We compare the portion-based approach that optimize coherence of the text locally with the random sampling approach that increases coverage of the text globally.
We propose an algorithm for human and machine to work together seamlessly to translate a closed text into a severely low resource language.
- Score: 26.822210580244885
- License: http://creativecommons.org/licenses/by-nc-nd/4.0/
- Abstract: We translate a closed text that is known in advance and available in many
languages into a new and severely low resource language. Most human translation
efforts adopt a portion-based approach to translate consecutive pages/chapters
in order, which may not suit machine translation.
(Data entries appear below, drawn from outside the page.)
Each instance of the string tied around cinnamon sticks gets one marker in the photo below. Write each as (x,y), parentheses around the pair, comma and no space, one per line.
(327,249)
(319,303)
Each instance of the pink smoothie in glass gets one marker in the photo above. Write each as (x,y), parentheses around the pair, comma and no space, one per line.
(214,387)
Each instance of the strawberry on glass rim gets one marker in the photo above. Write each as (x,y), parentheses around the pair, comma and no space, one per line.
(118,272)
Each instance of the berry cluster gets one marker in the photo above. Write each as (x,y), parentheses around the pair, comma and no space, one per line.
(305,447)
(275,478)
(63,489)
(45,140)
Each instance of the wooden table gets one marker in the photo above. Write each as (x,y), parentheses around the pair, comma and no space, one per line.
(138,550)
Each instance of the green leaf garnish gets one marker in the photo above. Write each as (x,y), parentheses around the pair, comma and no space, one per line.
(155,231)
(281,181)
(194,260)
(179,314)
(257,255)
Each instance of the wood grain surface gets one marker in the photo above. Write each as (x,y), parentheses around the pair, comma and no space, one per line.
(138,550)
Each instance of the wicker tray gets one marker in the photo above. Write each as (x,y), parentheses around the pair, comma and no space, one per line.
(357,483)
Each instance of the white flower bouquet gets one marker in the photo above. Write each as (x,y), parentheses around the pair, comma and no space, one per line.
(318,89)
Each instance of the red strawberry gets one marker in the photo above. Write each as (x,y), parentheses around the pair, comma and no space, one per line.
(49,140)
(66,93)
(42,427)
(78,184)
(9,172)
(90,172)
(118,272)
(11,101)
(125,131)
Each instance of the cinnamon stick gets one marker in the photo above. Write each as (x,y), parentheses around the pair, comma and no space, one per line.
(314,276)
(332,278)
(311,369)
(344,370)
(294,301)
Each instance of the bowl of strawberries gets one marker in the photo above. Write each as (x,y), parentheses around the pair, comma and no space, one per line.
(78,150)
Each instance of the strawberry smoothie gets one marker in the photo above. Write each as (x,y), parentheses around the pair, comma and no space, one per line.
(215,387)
We compare the portion-based
approach that optimizes coherence of the text locally with the random sampling
approach that increases coverage of the text globally. Our results show that
the random sampling approach performs better. When training on a seed corpus of
~1,000 lines from the Bible and testing on the rest of the Bible (~30,000
lines), random sampling gives a performance gain of +11.0 BLEU using English as
a simulated low resource language, and +4.9 BLEU using Eastern Pokomchi, a
Mayan language. Furthermore, we compare three ways of updating machine
translation models with increasing amount of human post-edited data through
iterations. We find that adding newly post-edited data to training after
vocabulary update without self-supervision performs the best. We propose an
algorithm for human and machine to work together seamlessly to translate a
closed text into a severely low resource language.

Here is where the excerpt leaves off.